The reason this tidying-up comes about so late is that I’ve been feeling a bit unsettled. Not in a bad way, just peripatetic, and for me, traveling does not condone any kind of web-work. I’m the sort of person who needs to have every stray file on the desktop accounted for, every implement on the actual desk set straight, before I sit down to do any Real Work. For this reason, the month of May was lost to any composing, and I’m now scrambling to make up for lost time.
The definition of Real Work seems to shift, too; it means the thing which I am not working on at the very moment, so while practicing, it is writing, and vice versa.
I’m writing a set of “work songs” at the moment, for three singers, all of whom are also composers and friends. The text on my screen right now is a poem called “To Whom it May Concern” by Andrea Cohen, which I think is just about the cleverest thing anyone’s ever set down on paper.
Here is something else stressful. I haven’t worked a lot with preexisting text—haven’t written much vocal music, period—and therefore don’t have much experience tracking down the permissions to set texts. The whole things is quite mysterious, and it’s different for everything; sometimes you ask the author directly, and sometimes they are lovely and friendly and say Yes, of course; sometimes you ask an agent; sometimes you ask a “rights management company”, whatever that is; sometimes they want a comically small amount of money, other times comically large. Sometimes it’s dead silence. And of course, once you get around to asking for permission to use a text, it means you’ve already got your heart set on it, in which case a “No” feels like a Major Artistic Setback.
I don’t have air conditioning in my new apartment, but I do have the next best thing, which is two of these.
Home Stretch Exists
I am indecently proud to announce the existence of my second album, which is called Home Stretch. The disc is a product of three years of work, for which I am heavily indebted to Andrew Cyr and the Metropolis Ensemble, stellar & stalwart collaborators through it all. It will be released by our friends at Nonesuch.

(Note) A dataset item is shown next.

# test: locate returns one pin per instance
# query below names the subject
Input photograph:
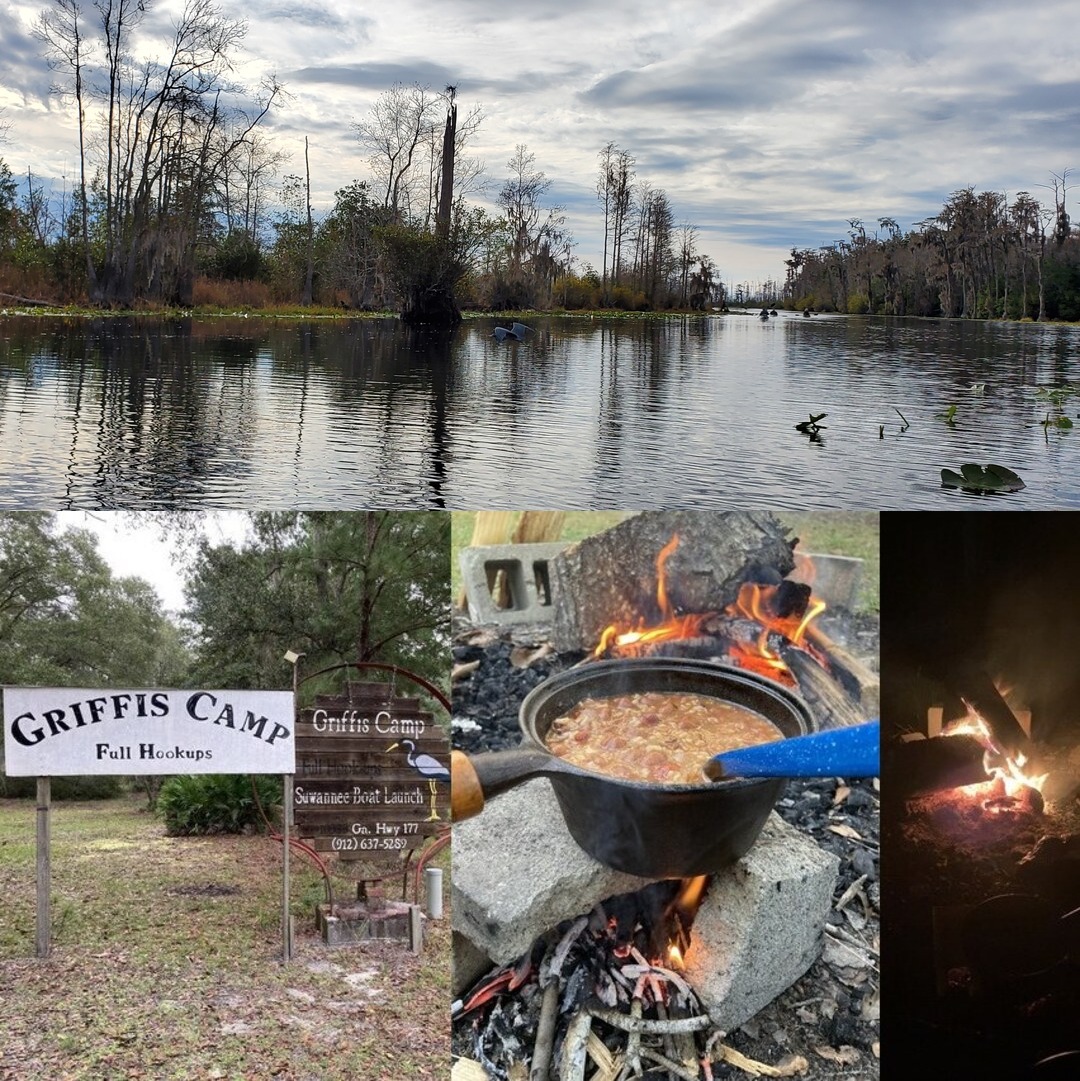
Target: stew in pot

Home Stretch is also the name of the first piece on the album, a concerto for piano & chamber orchestra which I wrote in 2008. It’s joined by two pieces which are, in fact, not totally by me: a “re-composition” of Mozart’s Coronation concerto (K. 537) and a Paraphrase on Themes of Brian Eno. An excellent liner note by Daniel Stephen Johnson explains the connections these rather… different-sounding things.
The cover photo is by the great William Eggleston. Thanks to the Eggleston people for letting us use it. The album itself is designed by John Gall.
When will I be able to buy it, I hear you asking yourself? July 30th is the answer. There will also be some sort of Event. More soon.
Composer in Residence
Deep inside the bowels of our great nation, I am revising my yMusic piece. There is a Steinway in front of me and beside me a machine that spits out passable coffee.
Government issue
A couple of rather exciting premières coming up this week—unfortunately, on the same day—Wednesday, the 22nd. If you are in Washington, D.C., you may want to attend this concert by the Attacca Quartet at Library of Congress. They will be playing a little quartet I wrote them called Early to Rise.
On the other hand, if you’re in New York, you’ll want to find yourself at Rockwood Music Hall Stage 2, where yMusic will be playing new pieces by Mark Dancigers, Marcos Balter, Sufjan Stevens, Andrew Norman, and Nico Muhly (quite a list!) alongside my new piece for them, Safe Travels.